The credit is not subject to limitation if subsidized energy financing or private activity bonds are used to construct the facility. The Bill also (a) makes the qualified progress expenditures rules available with respect to the credit, and (b) provides a definition of the “eligible property” for purposes of the credit (essentially tangible personal property or other tangible property that is “necessary” for the production of the qualifying equipment).  
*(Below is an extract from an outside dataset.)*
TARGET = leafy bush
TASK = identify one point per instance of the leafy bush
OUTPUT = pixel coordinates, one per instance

This tax credit is subject to a certification and allocation process similar to the investment tax credit programs for certain advanced coal-based generation projects and certain gasification projects under Sections 48A and 48B of the Code. In determining which project to certify, the Secretary shall (a) take into account only those projects where there is a reasonable expectation of commercial viability, and (b) take into consideration which projects (i) will provide the greatest domestic job creation (both direct and indirect) during the credit period, (ii) will provide the greatest net impact in avoiding or reducing air pollutants or anthropogenic emissions of greenhouse gases, (iii) have the greatest potential for technological innovation and commercial employment, (iv) have the lowest levelized cost of generated or stored energy, or of measured reduction in energy consumption or greenhouse gas emission (based on costs of the full supply chain), and (v) have the shortest project time from certification to completion. In addition, the program provides for (a) a review, redistribution and reallocation of credits if certifications for certain projects are revoked, and (b) public disclosure of the successful applicants and the amount of credit received by the applicant.  

The Secretary of Treasury is authorized to allocate up to $2.3 billion in such tax credits (increased from $2 billion in the prior Senate versions), and must establish the certification program within 180 days of enactment of the bill.  

Section 45Q  

The Bill modifies the Section 45Q tax credit for carbon dioxide sequestration to require that carbon dioxide used as a tertiary injectant be disposed of by the taxpayer in secure geological storage in order to qualify for the $10/metric ton tax credit. In addition, Section 45Q is amended to (a) clarify that secure geological storage also includes oil and gas reservoirs, and (b) that the Secretary of Energy and Secretary of the Interior will also be consulted in connection with regulations for determining adequate security measures for the geological storage of carbon dioxide. The provision is effective for carbon dioxide captured after the date of enactment.